Replace all matching regex/literal substrings with a new string value
Description
Replace all matching regex/literal substrings with a new string value
Usage
<Expr>$str$replace_all(pattern, value, ..., literal = FALSE)
Arguments
pattern
|
A character or something can be coerced to a string Expr of a valid regex pattern, compatible with the regex crate. |
value
|
A character or an Expr of string that will replace the matched substring. |
…
|
Ignored. |
literal
|
Logical. If TRUE (default), treat pattern as a
literal string, not as a regular expression.
|
Details
To modify regular expression behaviour (such as case-sensitivity) with
flags, use the inline (?iLmsuxU)
syntax. See the regex
crate’s section on
grouping
and flags for additional information about the use of inline
expression modifiers.
Value
Expr of String type
Capture groups
The dollar sign ($
) is a special character related to
capture groups. To refer to a literal dollar sign, use
$$
instead or set
literal
to TRUE
.
See Also
-
\
$str$replace()
Examples
library("polars")
df = pl$DataFrame(id = 1L:2L, text = c("abcabc", "123a123"))

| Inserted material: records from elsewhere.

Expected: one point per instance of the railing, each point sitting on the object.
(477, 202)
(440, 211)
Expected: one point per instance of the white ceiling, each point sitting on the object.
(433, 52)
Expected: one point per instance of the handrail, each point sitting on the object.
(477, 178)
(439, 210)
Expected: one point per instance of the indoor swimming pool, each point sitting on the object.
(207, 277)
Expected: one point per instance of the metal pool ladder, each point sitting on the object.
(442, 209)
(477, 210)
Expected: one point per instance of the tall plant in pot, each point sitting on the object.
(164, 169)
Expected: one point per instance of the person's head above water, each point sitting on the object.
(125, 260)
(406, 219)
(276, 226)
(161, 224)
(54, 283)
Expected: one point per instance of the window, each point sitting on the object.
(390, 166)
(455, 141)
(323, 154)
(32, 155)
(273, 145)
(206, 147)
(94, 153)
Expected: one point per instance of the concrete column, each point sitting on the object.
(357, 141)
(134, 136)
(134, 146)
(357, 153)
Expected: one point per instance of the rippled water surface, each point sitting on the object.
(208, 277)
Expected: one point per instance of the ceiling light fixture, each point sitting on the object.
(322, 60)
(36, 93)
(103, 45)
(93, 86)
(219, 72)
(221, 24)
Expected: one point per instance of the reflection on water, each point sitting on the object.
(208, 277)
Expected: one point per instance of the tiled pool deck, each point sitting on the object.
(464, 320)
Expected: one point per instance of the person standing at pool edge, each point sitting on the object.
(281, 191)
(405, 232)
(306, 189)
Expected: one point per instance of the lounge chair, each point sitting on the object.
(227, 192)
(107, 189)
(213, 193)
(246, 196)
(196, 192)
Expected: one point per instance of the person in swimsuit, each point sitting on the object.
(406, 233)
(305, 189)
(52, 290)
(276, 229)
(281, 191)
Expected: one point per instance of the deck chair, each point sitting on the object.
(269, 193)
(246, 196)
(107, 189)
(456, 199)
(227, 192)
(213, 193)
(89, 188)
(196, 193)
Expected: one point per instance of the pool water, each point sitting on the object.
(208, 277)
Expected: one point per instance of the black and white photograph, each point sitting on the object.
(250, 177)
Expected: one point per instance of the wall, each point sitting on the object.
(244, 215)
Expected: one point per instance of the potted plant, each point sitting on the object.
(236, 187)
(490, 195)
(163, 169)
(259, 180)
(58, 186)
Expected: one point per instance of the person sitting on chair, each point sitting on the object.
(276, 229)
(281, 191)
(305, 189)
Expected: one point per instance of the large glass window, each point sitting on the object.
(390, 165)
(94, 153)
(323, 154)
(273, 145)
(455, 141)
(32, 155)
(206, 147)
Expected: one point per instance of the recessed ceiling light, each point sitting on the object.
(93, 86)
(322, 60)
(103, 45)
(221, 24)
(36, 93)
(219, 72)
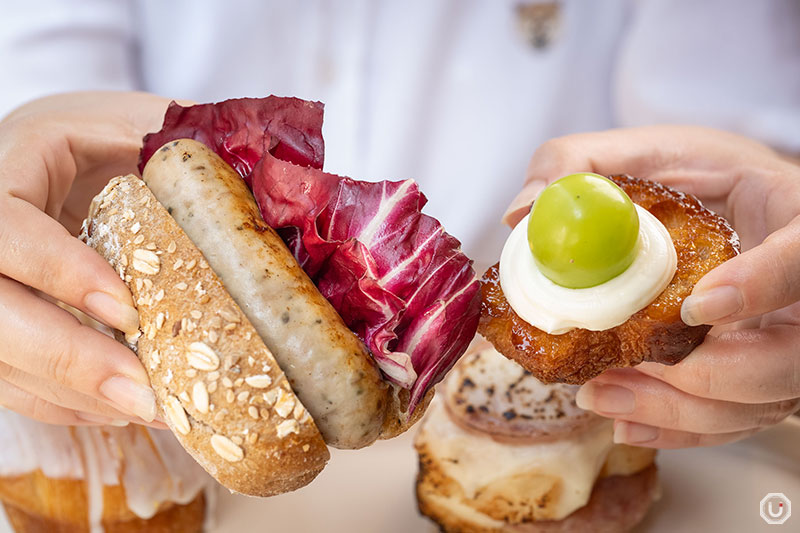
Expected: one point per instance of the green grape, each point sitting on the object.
(583, 231)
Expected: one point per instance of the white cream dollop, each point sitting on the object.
(556, 309)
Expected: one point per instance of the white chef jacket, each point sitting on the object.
(447, 92)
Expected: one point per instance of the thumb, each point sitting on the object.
(763, 279)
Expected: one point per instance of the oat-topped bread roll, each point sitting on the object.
(504, 452)
(219, 387)
(97, 479)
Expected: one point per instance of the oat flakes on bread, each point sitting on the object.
(703, 240)
(218, 386)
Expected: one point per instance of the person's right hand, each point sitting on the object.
(56, 153)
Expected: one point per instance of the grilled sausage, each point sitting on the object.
(327, 365)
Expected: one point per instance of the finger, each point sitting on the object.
(626, 394)
(685, 157)
(747, 366)
(32, 406)
(40, 253)
(763, 279)
(48, 342)
(655, 437)
(58, 394)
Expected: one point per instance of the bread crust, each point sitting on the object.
(218, 386)
(35, 503)
(703, 240)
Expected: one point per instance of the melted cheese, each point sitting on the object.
(476, 461)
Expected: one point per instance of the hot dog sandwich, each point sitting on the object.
(319, 311)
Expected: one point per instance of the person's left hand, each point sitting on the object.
(745, 376)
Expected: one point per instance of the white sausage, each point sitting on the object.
(327, 365)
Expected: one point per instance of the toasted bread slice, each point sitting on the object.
(703, 240)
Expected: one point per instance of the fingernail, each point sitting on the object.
(129, 396)
(608, 399)
(711, 305)
(99, 419)
(111, 311)
(523, 200)
(632, 433)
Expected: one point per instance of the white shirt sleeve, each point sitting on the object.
(49, 46)
(717, 63)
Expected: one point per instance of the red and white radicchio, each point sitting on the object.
(398, 280)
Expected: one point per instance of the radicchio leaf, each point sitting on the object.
(242, 130)
(396, 278)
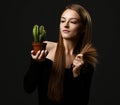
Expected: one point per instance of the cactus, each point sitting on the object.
(39, 33)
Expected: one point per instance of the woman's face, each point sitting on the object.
(69, 24)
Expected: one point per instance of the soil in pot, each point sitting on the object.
(38, 46)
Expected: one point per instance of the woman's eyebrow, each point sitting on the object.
(70, 18)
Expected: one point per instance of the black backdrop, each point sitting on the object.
(18, 18)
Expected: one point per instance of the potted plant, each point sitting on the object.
(39, 35)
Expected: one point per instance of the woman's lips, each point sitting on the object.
(66, 31)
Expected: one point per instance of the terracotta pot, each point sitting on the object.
(38, 46)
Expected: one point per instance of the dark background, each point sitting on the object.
(18, 18)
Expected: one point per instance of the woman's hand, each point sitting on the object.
(40, 55)
(77, 64)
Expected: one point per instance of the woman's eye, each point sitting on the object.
(62, 21)
(73, 22)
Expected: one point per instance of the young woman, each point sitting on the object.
(62, 73)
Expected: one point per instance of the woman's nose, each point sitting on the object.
(66, 24)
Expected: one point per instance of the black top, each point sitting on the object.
(75, 90)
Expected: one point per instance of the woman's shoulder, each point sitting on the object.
(50, 45)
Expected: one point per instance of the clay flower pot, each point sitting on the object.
(38, 46)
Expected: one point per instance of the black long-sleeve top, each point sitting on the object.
(75, 89)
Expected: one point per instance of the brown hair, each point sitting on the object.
(55, 86)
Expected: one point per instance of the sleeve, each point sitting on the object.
(83, 84)
(31, 76)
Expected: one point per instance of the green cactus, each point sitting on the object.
(39, 33)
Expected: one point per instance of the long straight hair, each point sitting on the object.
(55, 85)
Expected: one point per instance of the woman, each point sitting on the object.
(62, 73)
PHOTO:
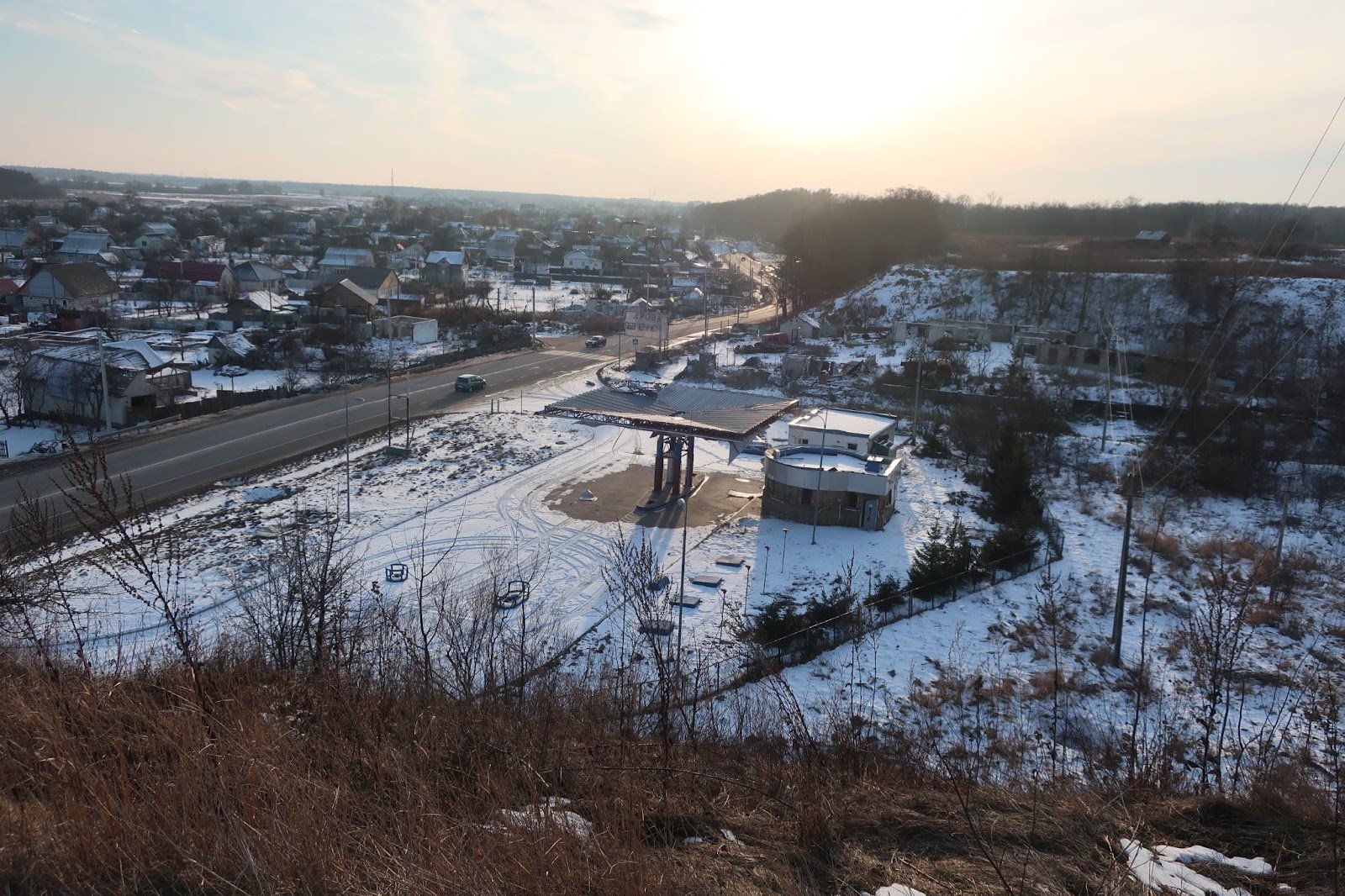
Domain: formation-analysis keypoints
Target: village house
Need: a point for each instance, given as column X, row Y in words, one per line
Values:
column 501, row 246
column 198, row 282
column 849, row 430
column 409, row 259
column 66, row 382
column 252, row 276
column 340, row 260
column 578, row 261
column 446, row 268
column 92, row 244
column 421, row 331
column 71, row 287
column 346, row 296
column 380, row 282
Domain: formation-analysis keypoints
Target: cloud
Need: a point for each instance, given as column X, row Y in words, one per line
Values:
column 641, row 19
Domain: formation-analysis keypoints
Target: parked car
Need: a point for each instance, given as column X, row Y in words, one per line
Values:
column 468, row 382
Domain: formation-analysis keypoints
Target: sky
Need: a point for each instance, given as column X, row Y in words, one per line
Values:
column 1017, row 101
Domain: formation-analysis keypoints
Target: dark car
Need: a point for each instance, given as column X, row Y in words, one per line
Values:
column 468, row 382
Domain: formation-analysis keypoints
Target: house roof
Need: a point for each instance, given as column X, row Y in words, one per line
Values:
column 235, row 343
column 346, row 293
column 346, row 256
column 851, row 423
column 257, row 271
column 194, row 271
column 266, row 300
column 13, row 237
column 367, row 277
column 451, row 257
column 716, row 414
column 85, row 244
column 71, row 370
column 81, row 280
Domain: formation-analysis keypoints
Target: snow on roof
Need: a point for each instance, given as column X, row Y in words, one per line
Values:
column 257, row 271
column 266, row 300
column 809, row 456
column 140, row 347
column 854, row 423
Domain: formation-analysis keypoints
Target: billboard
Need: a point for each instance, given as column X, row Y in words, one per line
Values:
column 647, row 324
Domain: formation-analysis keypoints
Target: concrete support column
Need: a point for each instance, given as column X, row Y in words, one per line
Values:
column 676, row 444
column 690, row 461
column 658, row 465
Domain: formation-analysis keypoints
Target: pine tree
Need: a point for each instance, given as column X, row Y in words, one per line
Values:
column 1009, row 481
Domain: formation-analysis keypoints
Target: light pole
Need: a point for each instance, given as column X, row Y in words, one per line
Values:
column 349, row 403
column 681, row 595
column 817, row 493
column 746, row 593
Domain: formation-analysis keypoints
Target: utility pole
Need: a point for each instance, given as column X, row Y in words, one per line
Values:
column 103, row 370
column 915, row 423
column 1106, row 417
column 1279, row 541
column 817, row 493
column 1130, row 488
column 389, row 307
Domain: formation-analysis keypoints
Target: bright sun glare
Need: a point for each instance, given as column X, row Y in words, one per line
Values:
column 822, row 74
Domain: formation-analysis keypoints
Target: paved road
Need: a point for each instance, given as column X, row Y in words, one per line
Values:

df$with_columns(pl$col("text")$str$replace_all("a", "-"))
#> shape: (2, 2)
#> ┌─────┬─────────┐
#> │ id ┆ text │
#> │ --- ┆ --- │
#> │ i32 ┆ str │
#> ╞═════╪═════════╡
#> │ 1 ┆ -bc-bc │
#> │ 2 ┆ 123-123 │
#> └─────┴─────────┘
# Capture groups are supported.
# Use `${1}` in the value string to refer to the first capture group in the pattern,
# `${2}` to refer to the second capture group, and so on.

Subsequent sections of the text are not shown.